日本ではじめて『人々のために』土木の仕事をしたのは「お坊さん」
皆さん、日本で初めて『人々のために』土木の仕事をしたのは誰かご存知でしょうか。
「土木の仕事」とは、人が住んでいる土地や生活の場のまわりを住みやすく、なおしたり、つくったりする仕事です。
「土木」は、昔「普請(ふしん)」と言われていました。
「普請」には以下のような意味があります。
「普請」は仏教用語というのがポイントです。そうです、日本で初めて『人々のために』土木の仕事をしたのは「お坊さん」です。
「暮らしをまもり工事を行なったお坊さんたち」(作:かこさとし、株式会社 瑞雲社)より、一部エピソードをご紹介します。
大化の改心(645年)後の日本では、国の仕組みが大きく変わり、規則や制度がととのい、国の中央に大きな力が集まるようになりました。
そのため、宮殿や寺院はますます立派になりましたが、人々の暮らしはそのための税負担などで逆に苦しくなっていきました。
このような中、都の寺で、国がいつまでも安らかで災いがおこならいお経を読み、祈るお坊さんたは特別な手当が与えられていました。けれども仏教は、もともと悪いことをせず良い行いをして心を清めていくという釈迦の教えがもとになっているものです。
したがって寺にこもっているだけでなく、寺の外で貧乏や病気で困っている人を助けようと考える僧があらわれてきました。
当時、奈良、飛鳥から日本海の方へ行くには、宇治川の急流を渡らなければなりませんでした。そこには小さな仮の橋しかなかったので、流れが激しい時は橋が使えず、川に入って渡ろうとして人や馬が流されたり、とても困っていたのです。
そこで、大化2年(646年)、奈良元興寺の僧・道登(どうとう)は、人々に仏の道を説き、困難を除くために木材を買い求め、力を集めて、宇治川に初めてしっかりとした橋をかけました。
このように、日本の初期の土木工事を中心となって行なったのはお坊さんでした。
道登の後にも、道昭、行基、良弁、重源、空海、空也、一遍、叡尊、忍性などの坊さんが、人々のために土木や建設の工事を行いました。

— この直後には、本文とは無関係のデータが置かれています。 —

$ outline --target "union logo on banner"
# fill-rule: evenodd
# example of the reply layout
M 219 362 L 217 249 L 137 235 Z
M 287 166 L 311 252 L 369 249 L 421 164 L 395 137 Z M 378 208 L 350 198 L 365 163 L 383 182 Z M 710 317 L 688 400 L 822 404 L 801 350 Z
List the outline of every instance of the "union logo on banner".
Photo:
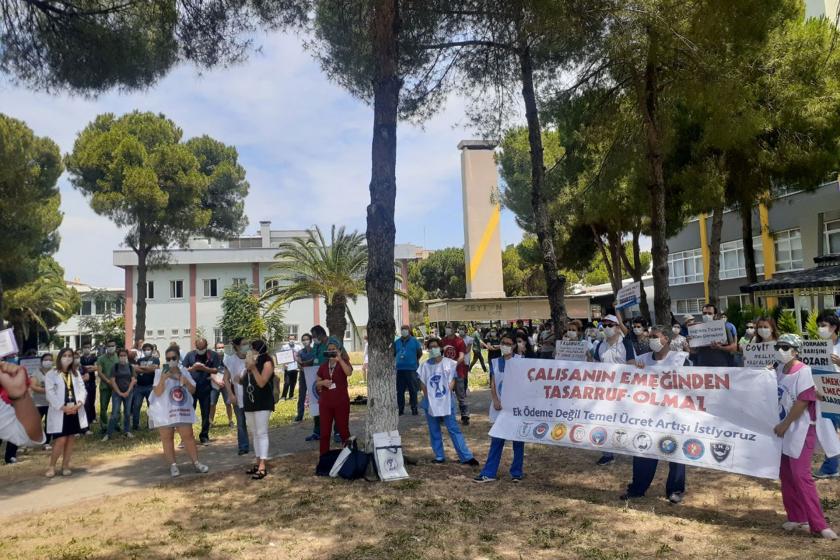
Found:
M 692 461 L 697 461 L 706 453 L 706 446 L 703 445 L 703 442 L 697 438 L 685 440 L 685 443 L 683 443 L 682 448 L 683 455 L 685 455 Z

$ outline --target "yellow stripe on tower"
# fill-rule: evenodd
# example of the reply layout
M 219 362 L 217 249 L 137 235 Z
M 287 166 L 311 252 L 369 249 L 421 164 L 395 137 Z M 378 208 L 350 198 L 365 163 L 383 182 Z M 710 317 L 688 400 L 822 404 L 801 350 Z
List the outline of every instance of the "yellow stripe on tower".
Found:
M 501 209 L 497 204 L 493 208 L 493 213 L 490 214 L 490 219 L 487 220 L 487 226 L 484 228 L 484 233 L 481 234 L 481 242 L 475 250 L 475 255 L 470 255 L 470 269 L 467 271 L 469 278 L 467 282 L 471 282 L 478 273 L 478 267 L 481 266 L 481 261 L 484 260 L 484 253 L 487 252 L 487 246 L 490 245 L 490 239 L 493 237 L 496 228 L 499 227 L 499 218 L 501 216 Z

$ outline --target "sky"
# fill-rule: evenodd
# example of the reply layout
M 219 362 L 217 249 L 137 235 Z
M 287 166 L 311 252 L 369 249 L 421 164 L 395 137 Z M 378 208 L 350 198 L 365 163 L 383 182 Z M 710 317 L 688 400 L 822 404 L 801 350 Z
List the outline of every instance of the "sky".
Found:
M 261 220 L 270 220 L 272 229 L 337 224 L 363 232 L 372 109 L 331 83 L 298 38 L 272 34 L 258 43 L 263 48 L 243 64 L 203 73 L 184 65 L 141 92 L 87 99 L 3 84 L 0 107 L 38 136 L 52 138 L 62 153 L 98 114 L 163 113 L 183 129 L 184 139 L 208 134 L 237 148 L 251 186 L 245 233 L 256 233 Z M 457 145 L 476 137 L 464 107 L 463 99 L 452 97 L 422 126 L 399 124 L 397 243 L 463 246 Z M 90 209 L 66 173 L 59 186 L 64 221 L 56 259 L 66 278 L 122 286 L 112 251 L 122 247 L 123 232 Z M 513 215 L 503 210 L 502 245 L 521 237 Z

彼らを突き動かしたのは、「農民や位の低い人々の苦しみを減らしたい、暮らしを守ってあげたい」という願いでした。
現代の土木技術者も、「人々の暮らしを良くしたい、人々の安全安心な生活を守っていきたい」という思いを忘れてはいけないと思います。
現代は、昔に比べ相対的に暮らしは豊かになっていますが、日本でも田舎に行けば、道路がなく一度災害が起きると孤立してしまう地域や、土地が低いために豪雨などが発生すると洪水被害を受けやすい地域などがまだまだたくさんあります。気候変動に伴い、今後、災害はますます激甚化することが予想されています。南海トラフや首都直下型地震が30年以内に起こる確率は70%を超えています。加えて、高度経済成長期に整備されたインフラの老朽化対策も待ったなしです。
インフラはもう十分整備されたという論調もありますが、それは、大局的に物事が見えていない考え方だと思います。
「土木の仕事」は今後ますます重要になってくると思いますので、お坊さんたちが行なったように、「弱者に寄り添った土木」という理念を忘れずに、我々土木技術者は土木の仕事に従事していきたいと思います。